If a temporary 2-of-3 Safe is used to unblock Chain 138, it should be explicitly marked as interim and scheduled for migration to 3-of-5 before broader multi-chain rollout.

3.7 Lifecycle requirements

  • Re-verify custodian availability quarterly.
  • Re-issue shards after any custodian departure, suspected exposure, or failed drill.
  • Run at least one documented recovery drill before expanding from Chain 138 to additional production chains.
  • Keep a custody register with custodian name, role, storage method, storage region, last attestation date, and replacement contact path.

4. Operational Guidance

4.1 When this policy blocks work

Rotation work should be treated as blocked if any of the following remain unresolved:

  • the five custodian slots are not assigned;
  • the threshold is not approved;
  • NEW_ADMIN_ADDRESS is still an undecided EOA-versus-Safe placeholder;
  • no recovery log template exists for reconstruction events.

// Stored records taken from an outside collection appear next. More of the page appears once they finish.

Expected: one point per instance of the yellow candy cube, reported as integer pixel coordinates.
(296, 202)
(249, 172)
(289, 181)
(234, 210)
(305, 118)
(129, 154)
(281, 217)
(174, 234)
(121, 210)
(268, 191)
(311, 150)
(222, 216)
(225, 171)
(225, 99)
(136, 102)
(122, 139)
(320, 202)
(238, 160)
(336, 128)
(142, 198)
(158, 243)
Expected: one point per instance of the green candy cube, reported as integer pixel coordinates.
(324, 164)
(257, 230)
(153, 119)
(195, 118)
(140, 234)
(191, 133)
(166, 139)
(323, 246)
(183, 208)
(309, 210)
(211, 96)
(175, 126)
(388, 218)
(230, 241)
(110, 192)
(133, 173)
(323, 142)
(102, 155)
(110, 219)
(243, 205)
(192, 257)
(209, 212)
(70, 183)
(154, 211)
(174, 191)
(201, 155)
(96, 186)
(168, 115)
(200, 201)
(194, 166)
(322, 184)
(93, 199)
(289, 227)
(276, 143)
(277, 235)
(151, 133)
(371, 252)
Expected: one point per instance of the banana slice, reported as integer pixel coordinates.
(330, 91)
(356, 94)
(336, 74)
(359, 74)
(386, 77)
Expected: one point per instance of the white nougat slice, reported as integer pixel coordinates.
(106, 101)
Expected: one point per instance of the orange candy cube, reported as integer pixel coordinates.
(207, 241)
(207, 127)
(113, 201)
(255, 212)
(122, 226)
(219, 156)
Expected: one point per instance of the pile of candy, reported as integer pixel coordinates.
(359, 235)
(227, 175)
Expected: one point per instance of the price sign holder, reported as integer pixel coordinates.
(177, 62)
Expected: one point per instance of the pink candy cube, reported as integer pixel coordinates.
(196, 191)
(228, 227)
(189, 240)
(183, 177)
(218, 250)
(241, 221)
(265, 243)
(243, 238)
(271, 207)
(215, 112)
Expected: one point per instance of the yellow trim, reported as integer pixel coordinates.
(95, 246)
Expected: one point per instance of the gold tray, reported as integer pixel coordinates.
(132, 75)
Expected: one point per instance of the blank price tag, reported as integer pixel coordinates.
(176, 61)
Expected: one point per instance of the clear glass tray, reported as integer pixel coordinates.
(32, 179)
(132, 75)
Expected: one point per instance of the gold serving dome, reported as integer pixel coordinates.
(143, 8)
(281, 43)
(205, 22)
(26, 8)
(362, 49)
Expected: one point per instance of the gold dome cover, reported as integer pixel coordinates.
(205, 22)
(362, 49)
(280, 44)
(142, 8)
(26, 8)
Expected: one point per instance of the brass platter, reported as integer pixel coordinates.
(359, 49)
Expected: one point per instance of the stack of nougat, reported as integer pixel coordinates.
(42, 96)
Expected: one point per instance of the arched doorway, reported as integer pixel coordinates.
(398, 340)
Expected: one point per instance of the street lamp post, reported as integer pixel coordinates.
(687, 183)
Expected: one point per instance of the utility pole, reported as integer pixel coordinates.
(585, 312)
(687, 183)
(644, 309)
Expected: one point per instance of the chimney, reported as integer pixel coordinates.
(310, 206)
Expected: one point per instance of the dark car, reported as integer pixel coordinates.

4.2 What can proceed before live rotation

The following work may proceed before live execution:

  • non-broadcast Forge scripts;
  • dry-run and compile validation;
  • runbook drafting;
  • Safe creation and signer enrollment;
  • custody register preparation;
  • incident and recovery checklist review.

4.3 What must not proceed before approval

The following should not proceed until this policy is approved or revised and approved:

  • live admin transfer;
  • live shard generation for production recovery material;
  • any irreversible decommissioning of the old admin path;
  • multi-chain expansion of the rotation procedure.

5. Approve / Revise Checklist

Approve if you agree with all of the following:

  • Threshold: 3-of-5
  • Steady-state admin: Safe multisig
  • Chain 138 target: NEW_ADMIN_ADDRESS is a Chain 138 Safe
  • Fallback: temporary 2-of-3 Safe allowed only if explicitly interim
  • Rollout gate: no other-chain live rotation until Chain 138 drill and verification are complete

Revise if you want to change:

  • threshold size;
  • custodian classes;
  • whether the independent custodian is internal or external;
  • whether interim 2-of-3 is allowed;
  • whether one additional chain may run in parallel with Chain 138.

6. Recommendation

Approve the 3-of-5 Safe-first model as written.

It is the strongest option that still fits the current repos operational maturity, it removes the single-operator failure mode, and it gives the Chain 138 rotation work a clear governance target without forcing immediate parallel expansion.